HLA-DR ubiquitination is down-regulated during MoDC maturation. (A) MoDCs were stimulated with LPS, and HLA-DR (L243) was immunoprecipitated and immunoblotted by using either anti-ubiquitin or anti-MHC II (XD5) antibodies. The asterisks represent nonspecific bands. (B) HLA-DR molecules from immature MoDCs were first immunoprecipitated with L243 antibody (left lanes). L243 immunoprecipitated material was then boiled and reimmunoprecipitated with XD5 (β-chain-specific) antibody (right lanes) before SDS/PAGE. Immunoblots of the immunoprecipitated material with anti-ubiquitin, anti-HLA-DR β-chain (XD5), or anti-HLA-DR α-chain specific antibodies are shown (Top, Middle, and Bottom, respectively). The asterisks indicate nonspecific bands.
Overexpression of MARCH I Down-Regulates Surface MHC Class II.
MARCH proteins are E3 ubiquitin ligases that have been reported to down-regulate several surface molecules including transferrin receptor (TfR), MHC class I and II, and CD86 (7, 10).
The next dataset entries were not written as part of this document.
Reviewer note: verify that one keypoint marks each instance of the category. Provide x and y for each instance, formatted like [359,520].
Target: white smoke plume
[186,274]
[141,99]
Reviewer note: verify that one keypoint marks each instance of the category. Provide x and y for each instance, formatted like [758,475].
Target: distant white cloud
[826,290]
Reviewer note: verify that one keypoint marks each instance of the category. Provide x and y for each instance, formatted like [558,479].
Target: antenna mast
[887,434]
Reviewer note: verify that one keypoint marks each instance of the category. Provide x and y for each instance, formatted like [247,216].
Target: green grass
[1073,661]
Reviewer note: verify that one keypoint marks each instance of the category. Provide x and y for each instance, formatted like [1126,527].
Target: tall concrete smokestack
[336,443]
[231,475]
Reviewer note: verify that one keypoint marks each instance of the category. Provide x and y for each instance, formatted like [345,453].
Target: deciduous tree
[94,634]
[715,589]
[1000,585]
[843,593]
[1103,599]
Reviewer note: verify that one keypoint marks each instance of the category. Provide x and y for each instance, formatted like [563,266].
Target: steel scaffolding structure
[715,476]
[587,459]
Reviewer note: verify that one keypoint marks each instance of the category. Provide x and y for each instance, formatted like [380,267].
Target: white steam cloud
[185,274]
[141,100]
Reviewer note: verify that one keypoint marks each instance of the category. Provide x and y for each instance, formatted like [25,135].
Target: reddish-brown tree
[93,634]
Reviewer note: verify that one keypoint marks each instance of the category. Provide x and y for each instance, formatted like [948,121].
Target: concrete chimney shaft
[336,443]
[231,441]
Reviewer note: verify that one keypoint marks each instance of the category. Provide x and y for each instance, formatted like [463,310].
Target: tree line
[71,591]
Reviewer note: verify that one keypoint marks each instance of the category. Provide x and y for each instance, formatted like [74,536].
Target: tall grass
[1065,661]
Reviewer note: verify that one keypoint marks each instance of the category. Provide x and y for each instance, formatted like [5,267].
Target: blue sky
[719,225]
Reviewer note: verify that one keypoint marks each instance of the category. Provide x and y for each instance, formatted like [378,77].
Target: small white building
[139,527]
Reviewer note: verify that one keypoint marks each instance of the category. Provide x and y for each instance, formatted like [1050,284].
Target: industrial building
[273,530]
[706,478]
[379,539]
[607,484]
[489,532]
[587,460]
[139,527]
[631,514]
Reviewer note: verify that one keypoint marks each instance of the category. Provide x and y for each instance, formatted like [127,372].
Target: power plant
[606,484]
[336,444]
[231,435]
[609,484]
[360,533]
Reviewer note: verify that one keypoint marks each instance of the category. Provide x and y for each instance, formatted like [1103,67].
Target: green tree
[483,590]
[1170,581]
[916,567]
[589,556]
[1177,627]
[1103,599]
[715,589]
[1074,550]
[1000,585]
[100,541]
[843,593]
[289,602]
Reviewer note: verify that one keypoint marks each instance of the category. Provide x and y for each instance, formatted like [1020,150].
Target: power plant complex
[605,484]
We evaluated the capacity of different human MARCH ligases to control HLA-DR surface expression through transfection of class II transactivator (CIITA)-expressing HeLa cells (14). Different mRNAs, coding for MARCH I through MARCH IX fused with an eGFP moiety were transfected in HeLa-CIITA cells, before FACS analysis (Fig. 2A Upper). Surface HLA-DR levels were affected by the overexpression of MARCH I-eGFP and also, as expected, by MARCH VIII-eGFP (10). We thereby tested whether a single lysine residue in the cytoplasmic tail of the MHC-II β-chain was required by MARCH I to induce HLA-DR surface down-regulation. We transiently expressed in HEK293T cells the HLA-DR α-chain together with two different HLA-DR β cDNA constructs, containing either a wild-type (β) or a mutated cytoplasmic tail, with an alanine replacement at position 225 (βK225A). On MARCH I expression, down-regulation was heavily impaired for βK225A-bearing MHC II dimers (Fig. 2A Lower), thus identifying lysine-225 as a target residue for MARCH I-driven ubiquitination on HLA-DR.
Fig. 2.
MARCH I down-regulates surface MHC class II through ubiquitination. (A) FACS analysis of HLA-DR surface level in MARCH-eGFP (MARCH I–IX) transfected HeLa-CIITA cells (Upper) and in MARCH I-eYFP transfected HEK293T cells expressing HLA-DRα and either WT HLA-DRβ or mutant HLA-DRβ K225A (Lower). (B) FACS analysis of surface HLA-DR, CD86, and CD1a in MoDCs electroporated with either eGFP or MARCH-eGFP mRNAs. MHC II surface level is clearly decreased in MARCH I-transfected MoDCs (gray-filled curve) compared with eGFP alone (black-filled curve). Thin lines, isotype controls. (C) Immunoprecipitation of mature MHC II from MARCH I-transfected DCs followed by immunoblotting with anti-ubiquitin and anti-MHC II antibodies. The asterisk represents nonspecific bands. (D) Confocal microscopy analysis of MARCH I-eGFP transfected MoDCs. Mature MHC II molecules (L243, red) are found in HLA-DM-positive compartments (blue) in MARCH I-eGFP-transfected MoDCs, whereas they accumulate at the plasma membrane in eGFP or MARCH II-eGFP transfected cells. eGFP labeling is not shown, because its expression level is too low to allow confocal microscopy detection in MoDCs.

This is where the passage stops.